Money is important to every player to varying degrees, but Strasburg wants to appreciate his 2016 season with the Nationals, no matter what the future holds beyond it.
"I play this game because I love [it], because I'm competitive, because I want to win. This team has the potential to win and do a lot of good things. I'm just gonna focus on that. You know, winning cures a lot of things. I'm just gonna do everything in power to get better and help this team win games. When the time comes to make decisions, it will happen," he said.
Max Scherzer knows all about pitching in a contract year. Before signing with the Nationals, he turned down a contract with the Tigers worth six years and $144 million before the 2014 season. Then he pitched well enough to earn himself a seven-year, $210 million deal with the Nats last winter.
Focusing on the task at hand is the advice he would give Strasburg.
"It’s all about winning. When you come to the park and you walk those doors and you come into the clubhouse, your only thought at that point in time has to be about winning and what it takes to do that. Because there’s times off the field where there’s decisions you’re making that you have to understand that you’re living with. That can be some pressure but that all has to completely subside when you walk into clubhouse. When you walk into that clubhouse, it’s about winning. And if it’s not then you need to go."
Strasburg says he is now 100 percent after battling through numerous injuries in 2015, and after having surgery in November to remove a non-cancerous growth in his upper back. He struggled for much of 2015 before closing strong to post a 3.46 ERA, which was still the worst of his career.
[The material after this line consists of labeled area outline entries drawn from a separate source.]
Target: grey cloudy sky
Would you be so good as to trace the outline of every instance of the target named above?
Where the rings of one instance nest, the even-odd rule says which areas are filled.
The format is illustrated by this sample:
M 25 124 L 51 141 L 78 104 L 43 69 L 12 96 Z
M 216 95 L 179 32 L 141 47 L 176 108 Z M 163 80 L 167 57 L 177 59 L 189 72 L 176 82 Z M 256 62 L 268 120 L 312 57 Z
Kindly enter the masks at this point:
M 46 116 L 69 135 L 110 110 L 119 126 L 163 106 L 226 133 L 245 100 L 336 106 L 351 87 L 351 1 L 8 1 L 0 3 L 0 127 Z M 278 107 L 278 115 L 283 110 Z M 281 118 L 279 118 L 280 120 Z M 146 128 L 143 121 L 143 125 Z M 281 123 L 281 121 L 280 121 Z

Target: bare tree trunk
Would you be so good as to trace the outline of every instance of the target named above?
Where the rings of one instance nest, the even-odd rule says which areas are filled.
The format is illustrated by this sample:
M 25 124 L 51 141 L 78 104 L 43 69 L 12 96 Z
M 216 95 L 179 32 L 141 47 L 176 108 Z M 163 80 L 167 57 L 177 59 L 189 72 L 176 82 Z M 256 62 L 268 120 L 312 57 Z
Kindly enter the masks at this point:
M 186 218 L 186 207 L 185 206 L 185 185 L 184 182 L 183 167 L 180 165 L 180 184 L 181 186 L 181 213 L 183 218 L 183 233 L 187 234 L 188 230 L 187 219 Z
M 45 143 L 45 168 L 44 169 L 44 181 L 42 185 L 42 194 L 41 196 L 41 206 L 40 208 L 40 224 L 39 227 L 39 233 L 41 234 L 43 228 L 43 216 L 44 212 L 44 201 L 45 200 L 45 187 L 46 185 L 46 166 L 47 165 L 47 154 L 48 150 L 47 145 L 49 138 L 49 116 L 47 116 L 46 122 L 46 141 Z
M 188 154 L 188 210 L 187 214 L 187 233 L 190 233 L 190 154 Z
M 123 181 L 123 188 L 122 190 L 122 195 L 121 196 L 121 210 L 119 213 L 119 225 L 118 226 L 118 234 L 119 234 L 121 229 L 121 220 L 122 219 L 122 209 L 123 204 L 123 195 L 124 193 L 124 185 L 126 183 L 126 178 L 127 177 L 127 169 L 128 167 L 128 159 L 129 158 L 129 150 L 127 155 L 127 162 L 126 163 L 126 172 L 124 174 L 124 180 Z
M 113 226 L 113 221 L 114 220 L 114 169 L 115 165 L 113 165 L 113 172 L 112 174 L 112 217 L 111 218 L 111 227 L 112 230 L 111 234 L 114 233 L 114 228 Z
"I'm not going to say it was the reason for pitching poorly, but it was a fibrolipoma in my back and it was benign. It was above the muscle so they didn't cut into muscle or anything. It was a procedure all in itself took about 15 minutes and said it was almost a zero percent chance of coming back," Strasburg explained.
That tied a knot on a trying year in terms of Strasburg's health. It all began with an ankle sprain in spring training that threw off his mechanics and ended up affecting his back and neck with various ailments.
Strasburg feels confident in his abilities given the way he finished last season with a 1.76 ERA over his final 13 starts, and believes he will produce better results in 2016 as long as he stays healthy.
"I'm really not going to change anything besides just maybe not doing some exercises in the gym that might cause a severe ankle sprain," he said.